Every step in the research process contributed to the following step: During the identification of potentially relevant factors, the addition of expert interviews aided the balanced representation of the CFIR-domains in the survey. Without this source, the memory protocol, the domain process (P) would have been underrepresented. This showed that the actual process of implementing reablement is described relatively little in the literature.
The number of answered questionnaires (n = 16) was low and affects the generalisability of the study greatly. It was assumed that a much higher response rate could be achieved by drawing a sample by means of the snowball method. Also renewed attempts by means of a reminder by mail did not increase the response. The reasons for the low response rate can only be speculated—the topic of reablement itself is usually met with a great response, and it is possible that so many questionnaire studies are currently being conducted that the respondents have become oversaturated. The generalisability of the study can therefore rightly be questioned as the results only represent the opinion of 16 respondents. However, the data collected was well distributed in terms of professions, nationality and professional experience.
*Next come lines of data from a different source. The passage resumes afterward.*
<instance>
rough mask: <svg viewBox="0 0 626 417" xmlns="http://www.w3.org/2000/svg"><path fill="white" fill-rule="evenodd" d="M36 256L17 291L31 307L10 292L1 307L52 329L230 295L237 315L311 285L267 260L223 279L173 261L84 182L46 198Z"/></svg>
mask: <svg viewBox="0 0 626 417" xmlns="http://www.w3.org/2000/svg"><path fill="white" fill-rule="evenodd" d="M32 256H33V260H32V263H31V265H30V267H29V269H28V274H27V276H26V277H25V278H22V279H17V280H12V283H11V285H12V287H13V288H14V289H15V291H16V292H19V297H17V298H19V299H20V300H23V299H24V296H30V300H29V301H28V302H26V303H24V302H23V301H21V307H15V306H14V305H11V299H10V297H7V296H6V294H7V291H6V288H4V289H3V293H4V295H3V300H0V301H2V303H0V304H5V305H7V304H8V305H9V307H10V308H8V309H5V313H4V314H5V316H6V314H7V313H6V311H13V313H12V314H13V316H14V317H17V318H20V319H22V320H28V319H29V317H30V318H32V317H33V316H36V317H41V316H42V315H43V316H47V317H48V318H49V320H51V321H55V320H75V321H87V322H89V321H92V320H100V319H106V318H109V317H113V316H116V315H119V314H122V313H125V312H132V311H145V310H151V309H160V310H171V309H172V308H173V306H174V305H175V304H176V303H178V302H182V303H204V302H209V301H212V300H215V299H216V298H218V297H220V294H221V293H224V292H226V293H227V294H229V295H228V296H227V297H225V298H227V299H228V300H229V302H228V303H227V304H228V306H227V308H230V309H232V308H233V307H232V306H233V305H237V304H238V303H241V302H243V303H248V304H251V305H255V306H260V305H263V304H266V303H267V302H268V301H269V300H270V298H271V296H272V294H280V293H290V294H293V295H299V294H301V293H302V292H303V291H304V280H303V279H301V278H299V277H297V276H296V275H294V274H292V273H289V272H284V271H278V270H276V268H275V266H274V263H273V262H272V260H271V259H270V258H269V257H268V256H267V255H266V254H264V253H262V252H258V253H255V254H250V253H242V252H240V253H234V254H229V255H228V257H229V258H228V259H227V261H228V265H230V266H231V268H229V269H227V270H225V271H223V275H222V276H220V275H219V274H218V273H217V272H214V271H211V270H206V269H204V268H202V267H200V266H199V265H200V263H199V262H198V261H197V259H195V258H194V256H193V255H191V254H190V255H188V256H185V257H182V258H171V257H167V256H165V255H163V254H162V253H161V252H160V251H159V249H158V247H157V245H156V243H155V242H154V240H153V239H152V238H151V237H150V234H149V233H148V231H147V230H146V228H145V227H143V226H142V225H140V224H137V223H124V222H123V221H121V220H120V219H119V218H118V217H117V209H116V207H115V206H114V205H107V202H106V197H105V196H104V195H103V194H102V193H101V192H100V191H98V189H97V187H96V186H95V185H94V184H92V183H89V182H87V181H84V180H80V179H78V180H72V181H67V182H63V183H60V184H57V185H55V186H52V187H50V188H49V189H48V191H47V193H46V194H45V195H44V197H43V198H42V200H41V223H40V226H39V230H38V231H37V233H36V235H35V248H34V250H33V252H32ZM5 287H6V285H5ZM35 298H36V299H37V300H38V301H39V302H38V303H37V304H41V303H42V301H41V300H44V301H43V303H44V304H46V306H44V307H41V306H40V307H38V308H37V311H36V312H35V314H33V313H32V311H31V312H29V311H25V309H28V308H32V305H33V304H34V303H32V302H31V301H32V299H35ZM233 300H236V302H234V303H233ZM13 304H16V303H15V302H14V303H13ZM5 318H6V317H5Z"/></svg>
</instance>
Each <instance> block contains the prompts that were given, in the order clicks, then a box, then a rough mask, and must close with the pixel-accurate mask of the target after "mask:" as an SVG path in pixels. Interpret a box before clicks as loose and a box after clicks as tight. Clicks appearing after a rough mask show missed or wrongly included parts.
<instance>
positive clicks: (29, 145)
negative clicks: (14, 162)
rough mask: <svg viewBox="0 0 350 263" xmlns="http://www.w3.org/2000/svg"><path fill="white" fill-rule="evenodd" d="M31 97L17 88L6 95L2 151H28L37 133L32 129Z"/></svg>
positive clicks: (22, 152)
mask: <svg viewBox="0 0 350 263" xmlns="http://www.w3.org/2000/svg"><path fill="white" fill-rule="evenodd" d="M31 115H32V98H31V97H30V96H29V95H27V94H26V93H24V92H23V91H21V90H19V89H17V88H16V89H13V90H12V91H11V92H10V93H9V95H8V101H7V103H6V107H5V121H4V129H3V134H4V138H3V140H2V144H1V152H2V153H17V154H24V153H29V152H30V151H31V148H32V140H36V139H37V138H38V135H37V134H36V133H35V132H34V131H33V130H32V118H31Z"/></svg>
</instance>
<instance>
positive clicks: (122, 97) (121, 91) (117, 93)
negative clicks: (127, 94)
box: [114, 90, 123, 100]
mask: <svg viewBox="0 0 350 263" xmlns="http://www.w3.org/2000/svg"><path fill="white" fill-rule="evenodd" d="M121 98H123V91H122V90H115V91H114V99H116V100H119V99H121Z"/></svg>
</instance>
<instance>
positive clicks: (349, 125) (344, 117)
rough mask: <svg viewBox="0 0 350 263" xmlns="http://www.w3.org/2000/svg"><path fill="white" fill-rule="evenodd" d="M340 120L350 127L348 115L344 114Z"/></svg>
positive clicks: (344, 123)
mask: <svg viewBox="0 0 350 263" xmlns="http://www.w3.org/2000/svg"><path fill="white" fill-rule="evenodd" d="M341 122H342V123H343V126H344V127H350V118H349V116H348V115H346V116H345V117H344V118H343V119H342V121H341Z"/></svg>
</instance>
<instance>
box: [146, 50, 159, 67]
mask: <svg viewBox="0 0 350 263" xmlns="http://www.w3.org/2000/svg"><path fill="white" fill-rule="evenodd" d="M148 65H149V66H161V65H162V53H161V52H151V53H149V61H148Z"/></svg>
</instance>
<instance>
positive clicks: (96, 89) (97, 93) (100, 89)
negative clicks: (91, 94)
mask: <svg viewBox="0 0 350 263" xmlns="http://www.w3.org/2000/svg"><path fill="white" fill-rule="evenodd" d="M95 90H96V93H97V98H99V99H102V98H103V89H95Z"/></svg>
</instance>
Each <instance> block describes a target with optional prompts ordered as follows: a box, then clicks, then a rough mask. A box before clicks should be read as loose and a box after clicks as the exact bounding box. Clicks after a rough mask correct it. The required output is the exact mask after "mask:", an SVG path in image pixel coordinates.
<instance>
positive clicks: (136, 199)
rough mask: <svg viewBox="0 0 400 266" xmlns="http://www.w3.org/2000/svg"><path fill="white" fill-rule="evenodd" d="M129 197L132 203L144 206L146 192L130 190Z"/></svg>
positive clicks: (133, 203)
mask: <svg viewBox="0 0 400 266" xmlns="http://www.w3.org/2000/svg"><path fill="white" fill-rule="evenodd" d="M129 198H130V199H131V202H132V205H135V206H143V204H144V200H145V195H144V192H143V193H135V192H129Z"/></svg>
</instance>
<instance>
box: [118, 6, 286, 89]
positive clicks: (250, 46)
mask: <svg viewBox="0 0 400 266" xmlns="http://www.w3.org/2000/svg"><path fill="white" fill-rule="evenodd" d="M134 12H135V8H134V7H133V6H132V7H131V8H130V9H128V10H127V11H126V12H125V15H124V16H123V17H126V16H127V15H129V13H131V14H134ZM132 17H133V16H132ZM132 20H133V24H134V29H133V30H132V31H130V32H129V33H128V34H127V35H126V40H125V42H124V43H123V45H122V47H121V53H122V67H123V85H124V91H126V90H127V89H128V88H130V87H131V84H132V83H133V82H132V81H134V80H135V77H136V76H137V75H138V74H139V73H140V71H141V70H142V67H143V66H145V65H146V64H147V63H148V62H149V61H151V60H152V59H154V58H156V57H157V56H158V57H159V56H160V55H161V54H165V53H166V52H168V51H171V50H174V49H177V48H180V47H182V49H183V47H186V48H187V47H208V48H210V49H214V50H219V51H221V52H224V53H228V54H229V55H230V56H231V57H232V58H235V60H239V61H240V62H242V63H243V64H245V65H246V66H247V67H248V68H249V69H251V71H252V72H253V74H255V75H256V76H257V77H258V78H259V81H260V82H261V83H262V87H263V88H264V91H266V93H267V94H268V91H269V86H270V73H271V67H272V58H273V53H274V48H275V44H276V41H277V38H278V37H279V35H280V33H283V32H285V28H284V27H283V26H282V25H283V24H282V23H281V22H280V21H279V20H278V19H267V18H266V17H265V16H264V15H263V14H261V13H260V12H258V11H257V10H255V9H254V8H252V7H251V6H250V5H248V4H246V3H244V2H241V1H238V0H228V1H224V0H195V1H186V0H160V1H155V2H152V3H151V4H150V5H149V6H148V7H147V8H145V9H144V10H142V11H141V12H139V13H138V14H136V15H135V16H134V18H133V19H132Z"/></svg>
The authors suggest repeating the survey in order to widen the number of involved institutions and completed data sets. Including the institutions and municipalities in which reablement services are implemented could enhance the number of participants. In addition, future research is needed to explore the user perspective in more depth. Another interesting aspect that may not have been highlighted enough is how societal factors contribute to the process. However, the results provide useful insight in key factors for the implementation of reablement services.
Conclusions
The results of this study showed the following factors could contribute to a successful implementation of reablement services:
As reablement is a complex intervention, all key stakeholders should be involved in the implementation process and develop a common mind-set. This mind-set includes a clear commitment to client-centredness and multi-professional collaboration. Nurses of all qualification levels, occupational therapists, physiotherapists and case managers must be part of the reablement team. Funding, including all training processes, must be secured.
Acknowledgements
The authors would like to thank all interview partners and survey participants, but especially the two pre-testers of the survey, Jasu Forss and Noemi Kiss, for sharing their broad expertise with us.
Declarations
Ethics approval and consent to participate
In the present work, the authors have followed the principles of the Good Reporting of a Mixed Methods Study (GRAMMS). The authors confirm, that all methods were carried out in accordance with relevant guidelines and regulations.
The design of the present work did not require a study protocol. The methodological procedure was approved by IMC FH Krems in the course of the topic submission.
In Austria not all scientific investigations of human beings need to be approved by ethics committees. The ethics committee of Lower Austria was sent the study protocol in order to ask for approval of the study. However, since the study did not include patients and data was not collected at the hospital or other health care organisations, they decided, that there was no ethical approval needed.
All subjects gave their informed consent by declaring to take part in the survey voluntarily.
Consent for publication
Not applicable.
Competing interests
The authors have declared no conflict of interests.